飛行機事故
ユウトは彼女に突然口にする。
「サトミ・・・?」
「え?」
「あれどうしたんだ俺?なんで」
自然と名前がでた。彼女は目から涙が潤み椅子から立ち上がりユウトに抱き付いた。
「ちがうんだ、勝手に口から名前が出ただけで」
「ううん、大丈夫だよ、会いたかった、本当にもう会えないかと」
しばらくして彼女が泣き止みユウトと彼女はお互いが正面を向くように椅子に座った。
「これは一体・・でももうただの夢ではないな、君は一体?」
「あなたがさっき呼んでくれた名前、サトミです」
「聞くんだけどその右手に持っているアクセサリーって俺のだよな?」
「そう、正解、さすがユウトくん」
サトミは微笑みながら言うとユウトは「そっか」と不思議な出来事ばかりで混乱している頭の中を整理していた。その前に彼女の言葉に疑問を感じた。
「ん!?なんで俺の名前を知っているんだ!?」
「ちょっと待ってて」
サトミは椅子から立ち上がりフードコートにある本棚から本を一冊を持ってきた。
様々な記事が書かれている雑誌だ。サトミは椅子に座りユウトを真剣な目で言う。
「これから見る記事を見た時、あなたはさらに混乱してしまうかも知れない・・・大丈夫?」
サトミの言葉にユウトは唾を飲みこんだ。
「大丈夫だ」
と答えるとサトミは雑誌を開き、ある記事を指を指しユウトに見せた。
飛行機墜落事故に関する記事だった。これがどうにかしたのか?と訊ねるとサトミは「これ」と悲しそうな顔をしながら指を下に移動させた。その指を目で追うと犠牲になった人たちの名簿が書かれていた。

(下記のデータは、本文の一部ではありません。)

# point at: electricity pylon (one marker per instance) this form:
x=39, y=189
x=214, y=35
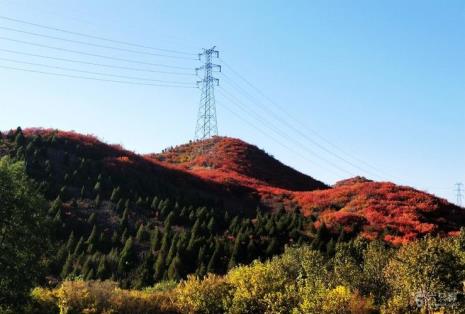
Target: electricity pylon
x=206, y=118
x=459, y=193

名前と年齢の隣に死亡と書かれているのが長く続いているのを見ていくと消息不明になっている人物がいた。
視線を消息不明の隣に書かれている名前をみたとき、この雑誌を疑い、ユウトは硬直し言葉を失った。
[谷町 ユウト(18) 消息不明]
自分の名前だった。一体どういうことなんだ?
今いる自分は誰なんだ?
ユウトは何も言葉を発せないまま、椅子から床に倒れ込み気を失った。
サトミは焦ってユウトに駆け寄った。
ユウトと名前を何回も呼ばれるがその声はどんどん遠のいていった。